Assembleia Geral pode agir para reduzir violência a albinos, diz relatora

28 outubro 2016

Ikponwosa Ero é primeira especialista independente nomeada pelo Conselho de Direitos Humanos da ONU para questão; ela apresentou seu último relatório ao órgão, em Nova Iorque; documento identifica causas de ataques e discriminação a pessoas com albinismo e indica passos concretos para melhorar situação.

Laura Gelbert, da Rádio ONU em Nova Iorque.

A especialista em direitos humanos Ikponwosa Ero fez um pedido a representantes de governos reunidos na Assembleia Geral das Nações Unidas: que tomem medidas rápidas para acabar com o crescente problema da violência e grave discriminação contra pessoas com albinismo.

Ero é a primeira especialista independente nomeada pelo Conselho de Direitos Humanos da ONU para monitorar, relatar e aconselhar sobre a situação das pessoas com albinismo em todo o mundo.

Direitos Humanos

Seu último relatório foi revisado nesta quinta-feira pela Terceira Comissão, o principal órgão da Assembleia Geral a lidar com questões de direitos humanos.

O documento identifica causas de ataques e discriminação a pessoas com albinismo e indica passos legais concretos para melhorar a situação.

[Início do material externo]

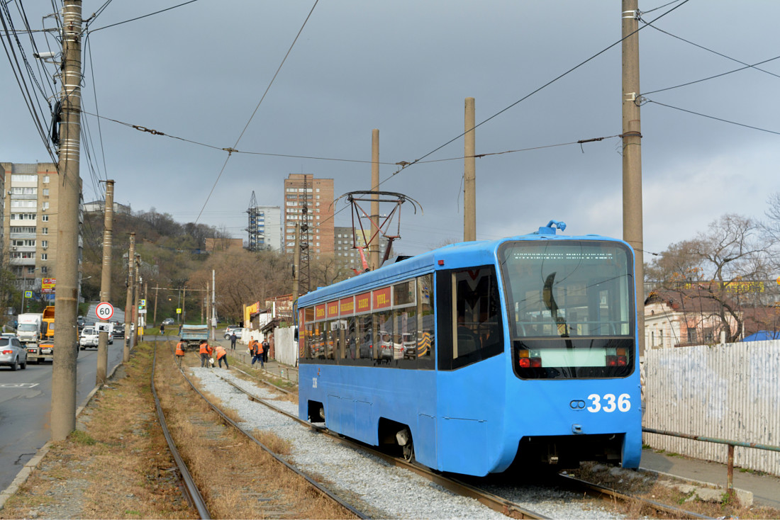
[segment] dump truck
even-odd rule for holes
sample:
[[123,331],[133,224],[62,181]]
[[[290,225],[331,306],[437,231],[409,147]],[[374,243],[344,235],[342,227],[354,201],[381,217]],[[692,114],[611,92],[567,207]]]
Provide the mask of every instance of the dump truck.
[[197,348],[202,340],[208,340],[208,325],[182,325],[179,336],[186,344],[185,350]]

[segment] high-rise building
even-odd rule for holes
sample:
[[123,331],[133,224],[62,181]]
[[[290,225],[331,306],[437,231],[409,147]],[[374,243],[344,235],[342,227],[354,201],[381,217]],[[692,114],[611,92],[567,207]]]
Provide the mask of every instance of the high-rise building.
[[[307,213],[303,214],[304,203]],[[333,254],[333,179],[291,173],[285,179],[285,251],[295,249],[295,225],[307,222],[310,254]],[[303,239],[303,237],[302,237]]]
[[282,250],[282,209],[278,206],[254,206],[249,214],[250,251]]
[[[366,230],[367,239],[370,239],[371,238],[369,234],[371,232],[371,229]],[[384,258],[389,240],[381,236],[381,234],[378,236],[379,239],[379,257]],[[356,232],[351,227],[343,228],[336,226],[334,228],[333,239],[333,249],[335,249],[334,254],[335,255],[336,262],[350,269],[363,271],[363,261],[360,259],[360,253],[353,247],[353,246],[356,246],[363,248],[363,254],[367,262],[368,249],[366,248],[366,241],[363,239],[363,233],[360,232],[360,229]],[[377,239],[374,238],[374,240],[376,241]]]
[[[54,299],[59,182],[57,164],[0,163],[5,182],[3,242],[16,285]],[[82,221],[80,208],[79,219]],[[79,263],[83,243],[79,236]],[[79,271],[80,271],[80,267]]]

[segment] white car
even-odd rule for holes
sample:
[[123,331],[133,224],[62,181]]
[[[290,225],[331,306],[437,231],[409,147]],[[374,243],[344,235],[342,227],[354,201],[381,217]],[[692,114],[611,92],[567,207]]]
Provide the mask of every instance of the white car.
[[21,366],[27,368],[27,350],[16,338],[0,338],[0,365],[7,365],[12,370]]
[[81,329],[81,335],[79,336],[79,348],[81,350],[90,347],[98,348],[98,342],[100,336],[97,329],[94,327],[85,327]]
[[241,334],[243,334],[243,329],[240,327],[229,327],[225,330],[225,339],[230,339],[233,333],[236,333],[236,337],[241,339]]

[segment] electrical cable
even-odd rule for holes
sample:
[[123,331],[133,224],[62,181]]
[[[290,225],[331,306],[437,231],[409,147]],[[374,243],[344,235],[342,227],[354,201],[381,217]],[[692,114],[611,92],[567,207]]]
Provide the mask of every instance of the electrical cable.
[[222,178],[222,174],[225,172],[225,168],[228,165],[228,161],[230,160],[230,156],[232,154],[233,149],[235,149],[236,147],[239,145],[239,142],[241,140],[241,138],[243,137],[244,133],[246,132],[246,129],[249,128],[250,123],[252,122],[252,119],[254,118],[255,114],[257,113],[257,110],[260,108],[261,104],[263,102],[263,100],[265,99],[265,96],[266,94],[268,94],[268,90],[271,90],[271,86],[274,84],[274,81],[276,80],[276,76],[278,76],[279,71],[282,70],[282,65],[284,65],[285,62],[287,61],[287,57],[289,56],[290,52],[292,51],[292,48],[295,46],[296,42],[298,41],[298,38],[300,37],[301,33],[303,32],[303,28],[306,27],[306,24],[309,21],[309,19],[311,18],[311,13],[314,12],[314,8],[317,7],[317,4],[319,3],[319,2],[320,0],[314,0],[314,5],[311,6],[311,9],[309,11],[309,14],[307,15],[306,19],[303,20],[303,23],[301,25],[300,29],[298,30],[298,34],[296,34],[295,38],[292,40],[292,43],[290,44],[289,48],[287,49],[287,54],[285,55],[285,57],[282,58],[282,62],[279,63],[279,66],[278,68],[277,68],[276,73],[274,73],[274,76],[271,79],[271,82],[266,87],[265,92],[263,93],[262,97],[257,102],[257,106],[254,108],[254,111],[252,112],[252,115],[250,116],[249,121],[247,121],[246,125],[244,126],[244,129],[241,131],[240,135],[239,135],[239,138],[236,140],[236,144],[230,149],[226,150],[226,151],[228,152],[228,157],[225,158],[225,163],[222,164],[222,169],[219,171],[219,175],[217,175],[217,179],[214,181],[214,186],[211,186],[211,191],[208,193],[208,196],[206,197],[206,200],[203,203],[203,207],[200,208],[200,213],[198,214],[197,218],[195,219],[196,224],[197,224],[197,221],[200,219],[200,215],[203,214],[203,210],[206,209],[206,204],[208,203],[209,199],[211,198],[211,195],[214,193],[214,190],[216,189],[217,184],[219,182],[220,178]]
[[[666,11],[666,12],[664,12],[663,14],[661,14],[661,15],[660,15],[660,16],[657,16],[656,18],[653,19],[652,22],[656,22],[656,21],[658,21],[658,20],[661,19],[661,18],[663,18],[663,17],[664,17],[664,16],[665,16],[666,15],[669,14],[669,13],[670,13],[670,12],[672,12],[672,11],[675,11],[675,9],[679,9],[679,8],[682,7],[682,5],[684,5],[685,4],[688,3],[688,2],[690,2],[690,0],[682,0],[682,3],[680,3],[680,4],[679,4],[679,5],[675,5],[675,6],[674,6],[673,8],[672,8],[671,9],[669,9],[668,11]],[[672,3],[674,3],[674,2],[672,2]],[[667,4],[667,5],[668,5],[668,4]],[[572,68],[571,68],[571,69],[569,69],[569,70],[566,71],[566,72],[565,72],[565,73],[563,73],[562,74],[560,74],[559,76],[556,76],[555,78],[554,78],[554,79],[551,80],[550,81],[547,82],[546,83],[544,83],[544,85],[542,85],[541,87],[540,87],[537,88],[536,90],[533,90],[533,91],[532,91],[532,92],[530,92],[530,94],[526,94],[525,96],[523,96],[523,97],[521,97],[520,99],[517,100],[516,101],[515,101],[515,102],[514,102],[514,103],[512,103],[512,104],[510,104],[510,105],[509,105],[508,107],[506,107],[505,108],[502,108],[502,110],[498,111],[498,112],[496,112],[496,113],[495,113],[495,114],[494,114],[493,115],[490,116],[490,117],[489,117],[489,118],[488,118],[487,119],[484,119],[484,120],[483,120],[482,122],[480,122],[477,123],[477,125],[474,125],[474,127],[473,127],[473,128],[472,128],[472,129],[469,129],[468,130],[466,130],[466,131],[463,132],[462,133],[460,133],[460,134],[459,134],[459,135],[456,136],[455,137],[453,137],[452,139],[449,140],[448,141],[447,141],[447,142],[446,142],[446,143],[445,143],[444,144],[442,144],[442,145],[441,145],[441,146],[438,146],[438,147],[437,147],[436,148],[434,148],[434,149],[433,149],[432,150],[431,150],[430,152],[428,152],[428,153],[425,154],[424,155],[421,156],[420,157],[419,157],[419,158],[417,158],[417,159],[416,159],[416,160],[413,161],[412,161],[412,162],[410,162],[410,163],[408,163],[408,164],[406,164],[403,165],[403,167],[402,167],[402,168],[401,169],[402,169],[402,169],[406,169],[406,168],[408,168],[408,167],[410,167],[410,166],[413,166],[413,165],[414,165],[414,164],[418,164],[418,163],[419,163],[419,162],[420,162],[420,161],[422,161],[423,159],[424,159],[425,157],[428,157],[429,155],[431,155],[432,154],[434,154],[435,152],[438,151],[438,150],[441,150],[441,148],[444,148],[445,147],[448,146],[448,144],[450,144],[450,143],[452,143],[455,142],[456,140],[457,140],[460,139],[461,137],[463,137],[463,136],[465,136],[465,135],[466,135],[466,133],[468,133],[469,132],[472,132],[472,131],[475,130],[476,129],[477,129],[478,127],[480,127],[480,126],[481,126],[482,125],[485,124],[485,123],[486,123],[486,122],[488,122],[488,121],[491,121],[491,119],[495,119],[495,118],[498,117],[498,115],[500,115],[501,114],[503,114],[504,112],[505,112],[506,111],[509,110],[510,108],[513,108],[513,107],[516,106],[516,105],[517,105],[517,104],[519,104],[519,103],[521,103],[521,102],[523,102],[523,101],[526,101],[526,99],[528,99],[529,97],[531,97],[531,96],[533,96],[534,94],[537,94],[537,92],[539,92],[539,91],[541,91],[541,90],[544,90],[544,88],[547,88],[548,87],[549,87],[550,85],[553,84],[554,83],[555,83],[556,81],[558,81],[558,80],[560,80],[561,78],[562,78],[562,77],[564,77],[564,76],[567,76],[568,74],[569,74],[569,73],[571,73],[574,72],[575,70],[576,70],[576,69],[579,69],[580,67],[583,66],[583,65],[585,65],[585,64],[586,64],[586,63],[587,63],[588,62],[590,62],[590,61],[592,61],[593,59],[596,58],[597,57],[598,57],[598,56],[601,55],[602,54],[604,54],[604,52],[606,52],[606,51],[608,51],[609,49],[612,48],[613,47],[615,47],[615,45],[617,45],[618,44],[619,44],[619,43],[622,42],[622,41],[623,41],[624,40],[626,40],[626,38],[629,38],[629,37],[630,37],[633,36],[634,34],[636,34],[636,33],[638,33],[639,31],[642,30],[643,30],[643,29],[644,29],[644,28],[645,27],[647,27],[647,26],[643,26],[643,27],[639,27],[638,29],[636,29],[636,30],[634,30],[633,32],[630,33],[629,34],[626,34],[626,35],[625,37],[623,37],[620,38],[619,40],[618,40],[618,41],[615,41],[615,43],[613,43],[613,44],[610,44],[609,46],[608,46],[608,47],[604,48],[604,49],[602,49],[602,50],[599,51],[598,52],[597,52],[596,54],[593,55],[592,56],[590,56],[590,58],[587,58],[587,59],[586,59],[585,61],[583,61],[583,62],[580,62],[580,63],[579,63],[578,65],[574,65],[573,67],[572,67]],[[390,175],[390,177],[388,177],[388,178],[386,178],[386,179],[385,179],[385,180],[381,181],[381,182],[379,183],[379,186],[381,186],[382,184],[384,184],[384,183],[385,183],[385,182],[387,182],[387,181],[388,181],[388,180],[389,179],[392,179],[392,177],[393,177],[394,175],[396,175],[397,173],[399,173],[399,172],[395,172],[395,173],[393,173],[393,174],[392,174],[392,175]]]
[[722,122],[727,122],[731,125],[736,125],[737,126],[743,126],[745,128],[750,128],[753,130],[758,130],[760,132],[766,132],[767,133],[774,133],[775,135],[780,136],[780,132],[775,132],[775,130],[768,130],[764,128],[759,128],[758,126],[751,126],[750,125],[745,125],[739,122],[736,122],[734,121],[729,121],[729,119],[723,119],[722,118],[716,118],[714,115],[707,115],[706,114],[702,114],[700,112],[695,112],[693,110],[686,110],[686,108],[680,108],[679,107],[673,107],[671,104],[666,104],[665,103],[661,103],[659,101],[654,101],[651,99],[644,98],[643,100],[646,103],[654,103],[655,104],[660,104],[662,107],[666,107],[667,108],[674,108],[675,110],[679,110],[682,112],[687,112],[689,114],[693,114],[694,115],[699,115],[703,118],[707,118],[709,119],[714,119],[715,121],[720,121]]
[[[681,87],[688,87],[689,85],[693,85],[694,83],[701,83],[703,81],[707,81],[707,80],[714,80],[715,78],[719,78],[721,76],[726,76],[728,74],[732,74],[733,73],[738,73],[740,70],[745,70],[746,69],[751,69],[751,68],[753,68],[753,69],[756,69],[756,70],[762,70],[761,69],[757,69],[755,65],[763,65],[764,63],[768,63],[769,62],[774,62],[775,60],[778,59],[778,58],[780,58],[780,56],[775,56],[775,58],[770,58],[769,59],[764,60],[763,62],[759,62],[758,63],[756,63],[754,65],[748,65],[744,66],[744,67],[739,67],[739,69],[735,69],[733,70],[729,70],[729,72],[723,73],[722,74],[716,74],[714,76],[710,76],[708,77],[702,78],[701,80],[697,80],[695,81],[689,81],[688,83],[682,83],[682,84],[679,84],[679,85],[675,85],[675,87],[667,87],[666,88],[661,88],[661,89],[658,89],[657,90],[651,90],[649,92],[643,92],[641,94],[640,94],[640,96],[647,96],[647,95],[649,95],[649,94],[656,94],[658,92],[665,92],[666,90],[671,90],[672,89],[679,88]],[[771,74],[771,73],[768,73]],[[772,74],[772,76],[777,76],[777,74]],[[780,76],[778,76],[778,77],[780,77]]]
[[[150,12],[149,14],[146,14],[146,15],[144,15],[142,16],[136,16],[136,18],[131,18],[130,19],[126,19],[123,22],[117,22],[116,23],[112,23],[111,25],[104,26],[102,27],[98,27],[97,29],[90,29],[90,32],[94,33],[94,32],[98,31],[98,30],[103,30],[104,29],[108,29],[108,27],[115,27],[116,26],[122,25],[122,23],[128,23],[129,22],[135,22],[136,20],[141,19],[142,18],[147,18],[148,16],[152,16],[154,15],[158,15],[161,12],[165,12],[165,11],[170,11],[171,9],[175,9],[177,7],[182,7],[183,5],[186,5],[188,4],[192,4],[192,3],[194,3],[194,2],[197,2],[197,1],[198,0],[190,0],[190,2],[185,2],[184,3],[179,4],[177,5],[172,5],[171,7],[167,8],[167,9],[161,9],[160,11],[155,11],[154,12]],[[110,3],[110,0],[109,0],[108,2],[106,2],[106,5],[108,5],[108,3]]]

A relatora encoraja, por exemplo, a criação de campanhas de conscientização contínuas e de longo prazo que apoiem mães de crianças com albinismo. Segundo ela, é preciso regular práticas de feitiçaria, tidas como uma das causas da violência a albinos.

Crenças

Outras causas são percepções errôneas sobre a condição, enraizadas na cultura. Entre estas, o mito de que pessoas com albinismo “são fantasmas, que não morrem, mas desaparecem”.

Segundo Ikponwosa Ero, isto contribui para minimizar o impacto social dos ataques e justificar supostos desaparecimentos.

Um dos impactos mais preocupantes de tais crenças é que comunidades, famílias e, às vezes, até as mães abandonam crianças com albinismo.

Poderes mágicos

A relatora citou ainda que acredita-se, por exemplo, que “beber o sangue de pessoas com albinismo traz poderes mágicos ou pode ser usado para aumentar vitalidade ou capacidade intelectual; que os ossos de pessoas com albinismo podem ajudar a descobrir ouro em minas; que suas mãos queimadas até virarem cinzas e misturadas em uma pasta podem curar derrames”.

A pobreza também pode incentivar ataques a pessoas com albinismo. Práticas como as mencionadas pela especialista em direitos humanos causaram o aumento de um mercado negro que valoriza membros dos corpos dessas pessoas; assim, o potencial de ganhar dinheiro teria se tornado um grande incentivo para ataques.

Impunidade

Para Ero, além de “mitos, prática de feitiçaria e pobreza, há ainda fatores agravantes, incluindo a visibilidade de pessoas com albinismo, especialmente em regiões onde elas se destacam devido à sua pigmentação” e a caracterização dessas pessoas em filmes e livros que “perpetua equívocos”.

Ela ressaltou ainda “impunidade e resposta judicial fraca aos ataques”.

Especialistas independentes são parte do que é conhecido como Procedimentos Especiais do Conselho de Direitos Humanos da ONU.

Estes especialistas trabalham de forma voluntária: eles não são funcionários da ONU e não receber salário por seu trabalho; são independentes de qualquer governo ou organização e servem em sua capacidade individual.